Uma das usuárias que não conseguiu o auxílio-doença relatou sequelas em razão do tratamento, e tem dificuldades para retornar ao mercado de trabalho:
Eu não consegui voltar para o mercado de trabalho. Por conta da minha deficiência com o braço, perdi o movimento da mão, não consigo mais auxiliar [...] a gente tem muita orientação do hospital, volte a estudar, se conseguir, volte para o mercado de trabalho. Mas o mercado de trabalho não tem esse olhar, não é o hospital (U1-M1).
Mulheres que não retomaram ao trabalho após o câncer de mama apresentam maior queda na qualidade de vida em comparação às que permaneceram empregadas29. O retorno ao mercado exige apoio integrado de hospitais, empregadores, sociedade civil, políticas públicas e família, com ações de reabilitação, inclusão e autonomia profissional para prevenir incapacidade prolongada e atender às necessidades individuais30.
A falta de suporte financeiro adequado impacta o acesso e a adesão ao tratamento.

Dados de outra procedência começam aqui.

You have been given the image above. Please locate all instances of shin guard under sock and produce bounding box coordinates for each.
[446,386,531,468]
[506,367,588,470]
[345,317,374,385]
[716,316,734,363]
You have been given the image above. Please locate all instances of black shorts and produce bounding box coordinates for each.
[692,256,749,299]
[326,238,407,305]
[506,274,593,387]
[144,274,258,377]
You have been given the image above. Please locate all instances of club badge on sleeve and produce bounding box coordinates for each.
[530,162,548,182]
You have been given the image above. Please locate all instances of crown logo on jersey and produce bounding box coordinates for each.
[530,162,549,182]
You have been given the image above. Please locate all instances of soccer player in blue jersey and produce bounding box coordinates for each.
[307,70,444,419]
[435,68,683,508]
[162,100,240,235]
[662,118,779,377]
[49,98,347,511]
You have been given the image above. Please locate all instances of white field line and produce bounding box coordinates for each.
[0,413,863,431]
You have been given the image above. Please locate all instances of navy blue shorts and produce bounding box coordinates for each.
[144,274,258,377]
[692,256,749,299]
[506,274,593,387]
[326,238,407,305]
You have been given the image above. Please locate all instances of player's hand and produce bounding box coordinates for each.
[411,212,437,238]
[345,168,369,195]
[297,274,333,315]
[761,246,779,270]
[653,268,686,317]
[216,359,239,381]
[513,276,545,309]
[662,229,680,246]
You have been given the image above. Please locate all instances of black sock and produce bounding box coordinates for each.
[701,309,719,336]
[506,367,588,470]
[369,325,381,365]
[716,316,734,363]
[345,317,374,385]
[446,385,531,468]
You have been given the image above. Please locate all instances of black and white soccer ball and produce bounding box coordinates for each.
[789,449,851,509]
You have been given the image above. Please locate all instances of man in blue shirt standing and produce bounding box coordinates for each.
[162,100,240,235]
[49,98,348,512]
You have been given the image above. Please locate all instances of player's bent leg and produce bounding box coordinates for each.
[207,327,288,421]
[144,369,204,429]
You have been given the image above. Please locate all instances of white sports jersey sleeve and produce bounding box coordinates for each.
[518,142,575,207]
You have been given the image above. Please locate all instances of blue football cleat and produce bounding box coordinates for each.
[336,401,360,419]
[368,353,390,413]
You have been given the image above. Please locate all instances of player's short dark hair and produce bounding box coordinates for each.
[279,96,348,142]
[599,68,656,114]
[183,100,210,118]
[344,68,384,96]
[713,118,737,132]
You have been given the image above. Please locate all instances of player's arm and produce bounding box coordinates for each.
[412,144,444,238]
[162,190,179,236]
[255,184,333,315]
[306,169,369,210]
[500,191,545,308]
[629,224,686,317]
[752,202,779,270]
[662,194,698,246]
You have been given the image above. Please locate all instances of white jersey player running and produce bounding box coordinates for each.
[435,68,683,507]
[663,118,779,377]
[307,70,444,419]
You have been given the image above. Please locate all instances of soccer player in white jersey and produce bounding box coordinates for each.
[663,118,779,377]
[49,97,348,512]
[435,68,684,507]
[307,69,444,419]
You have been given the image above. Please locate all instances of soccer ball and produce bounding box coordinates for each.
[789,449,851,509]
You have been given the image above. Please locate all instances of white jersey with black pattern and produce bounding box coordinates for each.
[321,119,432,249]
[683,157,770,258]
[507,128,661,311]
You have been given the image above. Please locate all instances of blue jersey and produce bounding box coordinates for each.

Seis mulheres provedoras relataram preocupações com a escassez de recursos, como mencionado pela usuária U2-M3: “O pouco que eu ganho ainda faço a feira [...], são cinco pessoas em casa”.
Essas circunstâncias mostram que a falta de suporte financeiro adequado cria barreiras para que essas mulheres recebam um cuidado integral que respeite suas necessidades biopsicossociais e suas condições de vida30.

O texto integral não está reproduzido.